PT PLN (Persero) menyarankan masyarakat pemilik sisa 12 hektare lahan yang menjadi lokasi pembangunan pembangkit listrik tenaga uap (PLTU) Batang di Jawa Tengah untuk bersedia menjual tanahnya dengan harga yang wajar. Jika sampai Agustus masih ada warga yang menolak menjual tanahnya, PLN akan mengambil tindakan tegas.
“Saya targetkan Juli pembebasan lahan selesai, paling telat Agustus ground breaking. Harus itu, harus. Kalau enggak, nanti kita keras-kerasan,” ujar Direktur Utama PLN Sofyan Basir di Istana Kepresidenan, Jakarta, Senin (13/7). Menurut Sofyan, dari 12 hektare tersebut masih ada 9 hektare lahan warga yang belum dibebaskan. Mantan Direktur Utama PT Bank Rakyat Indonesia Tbk (BRI) itu mengatakan PLN bersama warga tengah melakukan pengukuran ulang milik satu per satu warga atas lahan tersebut.
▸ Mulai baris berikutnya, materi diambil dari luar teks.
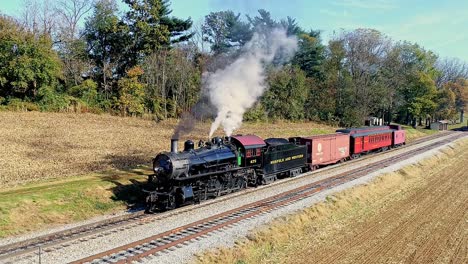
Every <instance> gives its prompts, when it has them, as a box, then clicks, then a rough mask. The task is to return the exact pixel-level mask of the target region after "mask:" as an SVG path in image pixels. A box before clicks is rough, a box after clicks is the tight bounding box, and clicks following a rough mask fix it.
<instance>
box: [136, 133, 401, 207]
mask: <svg viewBox="0 0 468 264" xmlns="http://www.w3.org/2000/svg"><path fill="white" fill-rule="evenodd" d="M404 143H405V131H404V130H402V129H401V128H400V127H399V126H391V127H390V126H380V127H364V128H351V129H344V130H338V131H337V133H335V134H329V135H315V136H309V137H292V138H289V139H285V138H269V139H266V140H263V139H261V138H260V137H258V136H255V135H236V136H232V137H225V138H219V137H215V138H213V139H212V140H211V141H209V142H202V141H200V142H199V144H198V148H195V146H194V145H195V144H194V142H193V141H191V140H187V141H186V142H185V143H184V149H183V151H181V152H178V150H177V146H178V140H177V139H172V140H171V151H170V152H162V153H159V154H158V155H157V156H156V157H155V158H154V160H153V171H154V174H153V175H150V176H149V178H148V183H149V184H148V186H153V187H149V189H150V190H145V192H147V197H146V205H147V211H148V212H156V211H165V210H170V209H174V208H176V207H180V206H183V205H186V204H190V203H199V202H201V201H203V200H207V199H210V198H215V197H218V196H221V195H225V194H228V193H232V192H235V191H238V190H240V189H244V188H247V187H249V186H258V185H263V184H268V183H271V182H273V181H276V180H277V179H278V178H284V177H294V176H296V175H298V174H301V173H303V172H306V171H309V170H314V169H317V168H319V166H323V165H327V164H333V163H337V162H342V161H345V160H348V159H352V158H358V157H360V156H361V155H362V154H366V153H370V152H373V151H377V150H386V149H388V148H390V147H397V146H400V145H403V144H404Z"/></svg>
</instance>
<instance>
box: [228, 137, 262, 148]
mask: <svg viewBox="0 0 468 264" xmlns="http://www.w3.org/2000/svg"><path fill="white" fill-rule="evenodd" d="M232 138H233V139H234V140H237V141H238V142H239V143H240V144H242V145H243V146H244V148H245V147H247V148H249V147H264V146H266V144H265V141H263V139H261V138H260V137H258V136H255V135H245V136H232Z"/></svg>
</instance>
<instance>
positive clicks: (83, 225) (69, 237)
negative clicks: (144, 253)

“Pengukuran ditargetkan selesai 28-29 Juli 2015, berdasarkan pengukuran tersebut kami kemudian melakukan appraisal dan menitipkan uang di pengadilan sebagai biaya penggantian,” kata Sofyan. Sebelumnya Mohammad Effendi, Presiden Direktur PT Adaro Power sebagai salah satu anggota konsorsium PLTU Batang mengatakan setidaknya ada 65 warga yang menolak untuk menjual sisa lahannya kepada konsorsium PT Bhimasena Power Indonesia (BPI).
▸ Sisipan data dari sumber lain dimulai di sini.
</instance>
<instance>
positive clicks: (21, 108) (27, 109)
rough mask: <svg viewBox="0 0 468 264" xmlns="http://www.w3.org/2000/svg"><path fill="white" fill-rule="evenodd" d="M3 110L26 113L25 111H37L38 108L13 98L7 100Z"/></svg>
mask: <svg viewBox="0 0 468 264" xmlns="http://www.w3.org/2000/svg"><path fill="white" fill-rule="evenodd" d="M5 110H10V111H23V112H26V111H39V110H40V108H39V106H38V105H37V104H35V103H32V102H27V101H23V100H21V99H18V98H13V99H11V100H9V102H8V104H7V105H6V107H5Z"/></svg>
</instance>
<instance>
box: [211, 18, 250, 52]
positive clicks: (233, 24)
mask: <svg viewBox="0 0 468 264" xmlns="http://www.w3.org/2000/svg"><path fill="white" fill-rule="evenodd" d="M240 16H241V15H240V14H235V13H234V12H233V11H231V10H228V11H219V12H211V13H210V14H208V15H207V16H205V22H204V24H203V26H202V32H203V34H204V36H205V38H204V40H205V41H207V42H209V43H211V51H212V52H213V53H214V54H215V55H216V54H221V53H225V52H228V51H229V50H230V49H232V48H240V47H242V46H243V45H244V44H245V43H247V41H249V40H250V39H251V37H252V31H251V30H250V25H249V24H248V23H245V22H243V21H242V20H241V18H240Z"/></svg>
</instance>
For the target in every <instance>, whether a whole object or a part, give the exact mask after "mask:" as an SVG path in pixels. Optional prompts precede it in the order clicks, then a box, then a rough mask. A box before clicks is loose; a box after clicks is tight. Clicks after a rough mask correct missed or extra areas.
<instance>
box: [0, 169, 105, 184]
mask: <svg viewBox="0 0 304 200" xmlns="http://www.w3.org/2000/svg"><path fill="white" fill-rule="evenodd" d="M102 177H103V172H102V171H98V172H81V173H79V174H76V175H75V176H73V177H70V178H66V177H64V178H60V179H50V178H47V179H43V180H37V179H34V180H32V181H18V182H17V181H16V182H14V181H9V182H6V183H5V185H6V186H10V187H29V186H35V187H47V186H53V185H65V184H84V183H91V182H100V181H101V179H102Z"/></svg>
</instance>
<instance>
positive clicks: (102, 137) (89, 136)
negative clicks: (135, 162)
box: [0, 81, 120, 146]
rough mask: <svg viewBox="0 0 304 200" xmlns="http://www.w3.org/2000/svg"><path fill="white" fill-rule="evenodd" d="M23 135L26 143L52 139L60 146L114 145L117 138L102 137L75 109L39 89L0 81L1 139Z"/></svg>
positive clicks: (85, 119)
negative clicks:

“Akhirnya dalam rapat 4 Juni 2015 di kantor Wakil Presiden Jusuf Kalla (Wapres JK) diputuskan harus PLN yang membebaskan lahannya, harus perusahaan negara bukan swasta. Kecil kok, hanya Rp 12 miliar lagi. Jadi nanti BPI menyewa yang 12 hektare itu ke PLN. Pak Wapres minta urusan ini selesai akhir September, supaya Oktober dari konsorsium bisa financial closing,” kata Effendi.
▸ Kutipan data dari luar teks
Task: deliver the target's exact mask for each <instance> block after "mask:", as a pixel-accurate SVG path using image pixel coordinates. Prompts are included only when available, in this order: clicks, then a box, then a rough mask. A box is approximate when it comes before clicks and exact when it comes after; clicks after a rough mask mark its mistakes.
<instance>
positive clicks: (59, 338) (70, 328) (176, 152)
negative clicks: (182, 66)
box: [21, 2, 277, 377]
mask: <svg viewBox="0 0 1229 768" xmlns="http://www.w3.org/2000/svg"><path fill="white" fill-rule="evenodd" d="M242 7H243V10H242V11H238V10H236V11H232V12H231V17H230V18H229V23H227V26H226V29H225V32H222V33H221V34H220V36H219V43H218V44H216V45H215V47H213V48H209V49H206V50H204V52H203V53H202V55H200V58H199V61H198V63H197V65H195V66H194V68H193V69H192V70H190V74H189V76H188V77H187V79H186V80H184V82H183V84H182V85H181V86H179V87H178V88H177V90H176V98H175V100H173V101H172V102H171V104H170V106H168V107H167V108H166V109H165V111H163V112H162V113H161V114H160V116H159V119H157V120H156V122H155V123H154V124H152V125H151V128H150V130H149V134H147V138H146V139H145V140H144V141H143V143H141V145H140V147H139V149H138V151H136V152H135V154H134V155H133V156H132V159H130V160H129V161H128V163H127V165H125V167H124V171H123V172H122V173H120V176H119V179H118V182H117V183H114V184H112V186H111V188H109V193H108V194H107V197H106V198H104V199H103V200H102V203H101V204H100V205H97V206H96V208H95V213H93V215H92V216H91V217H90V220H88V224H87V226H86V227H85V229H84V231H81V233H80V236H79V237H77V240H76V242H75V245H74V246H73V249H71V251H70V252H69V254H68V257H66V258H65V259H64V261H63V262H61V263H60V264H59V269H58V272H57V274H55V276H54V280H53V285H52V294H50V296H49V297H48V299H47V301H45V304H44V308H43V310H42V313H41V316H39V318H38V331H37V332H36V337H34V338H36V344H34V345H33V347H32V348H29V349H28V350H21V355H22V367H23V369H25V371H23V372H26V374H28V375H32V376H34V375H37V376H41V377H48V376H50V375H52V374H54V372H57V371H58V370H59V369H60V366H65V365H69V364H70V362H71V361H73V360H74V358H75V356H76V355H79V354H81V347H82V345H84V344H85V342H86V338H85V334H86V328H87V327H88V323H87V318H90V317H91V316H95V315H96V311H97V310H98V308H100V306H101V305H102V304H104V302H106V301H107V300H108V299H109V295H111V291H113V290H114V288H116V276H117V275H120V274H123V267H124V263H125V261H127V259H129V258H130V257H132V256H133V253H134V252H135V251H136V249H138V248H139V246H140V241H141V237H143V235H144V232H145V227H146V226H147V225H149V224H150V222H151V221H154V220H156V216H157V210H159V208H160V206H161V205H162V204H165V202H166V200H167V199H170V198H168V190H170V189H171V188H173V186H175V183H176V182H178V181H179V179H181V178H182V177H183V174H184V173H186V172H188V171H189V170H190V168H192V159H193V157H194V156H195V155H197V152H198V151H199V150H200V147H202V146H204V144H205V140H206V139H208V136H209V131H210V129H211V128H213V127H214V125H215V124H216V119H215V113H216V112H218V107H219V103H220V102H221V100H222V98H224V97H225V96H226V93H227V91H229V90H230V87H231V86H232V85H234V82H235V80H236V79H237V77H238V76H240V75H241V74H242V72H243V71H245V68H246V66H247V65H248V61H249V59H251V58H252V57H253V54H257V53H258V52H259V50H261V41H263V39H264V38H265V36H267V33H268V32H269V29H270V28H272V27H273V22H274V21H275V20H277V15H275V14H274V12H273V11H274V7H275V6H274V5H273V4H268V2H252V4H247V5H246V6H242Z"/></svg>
Selain Adaro yang memegang kepemilikan 34 persen, saham BPI juga dimiliki oleh dua perusahaan Jepang yaitu J-Power 34 persen, dan Itochu 32 persen. “BPI ini kan nantinya akan pinjam uang dari JBIC, nah JBIC mengatakan kamu kalau dipinjami uang ada syaratnya. Salah satunya lahan harus ada. Kalau lahan lengkap, dia bisa verifikasi, lalu bisa financial close untuk segera di tandatangani,” kata Effendi.
Menurut pria yang juga menjabat sebagai Presiden Direktur BPI tersebut, konsorsium membutuhkan waktu 48 bulan untuk menyelesaikan pembangunan unit 1 dari pembangkit berkapasitas total 2 x 1.000 megawatt tersebut. “Karena mundur pelaksanaannya, kami harus memanggil sub kontraktor yang kemarin sudah ditunjuk sekitar 3 bulan di awal lah persiapannya. Jadi total selesai dalam 51 bulan. Kemudian unit 2 dibangun enam bulan kemudian, jadi total 57 bulan,” jelasnya.
Terkait harga jual beli listrik, BPI dan PLN telah sepakat untuk menggunakan angka US$ 5,71 sen per kilowatt hour (kWh).
“Harga jual sudah dipatok, kami sama PLN sepakat setelah jadi BPI akan jual dengan harga segitu, meskipun molor harganya tetap itu. Kalau harga sudah tidak cocok dengan biaya saat ini, mungkin tidak perlu revisi harga tapi di panjangin saja kontraknya. Tidak 25 tahun, tetapi 30 tahun misalnya. Jadi biaya yang dikeluarkan investasi bisa ditarik kembali dengan beroperasi selama itu,” katanya.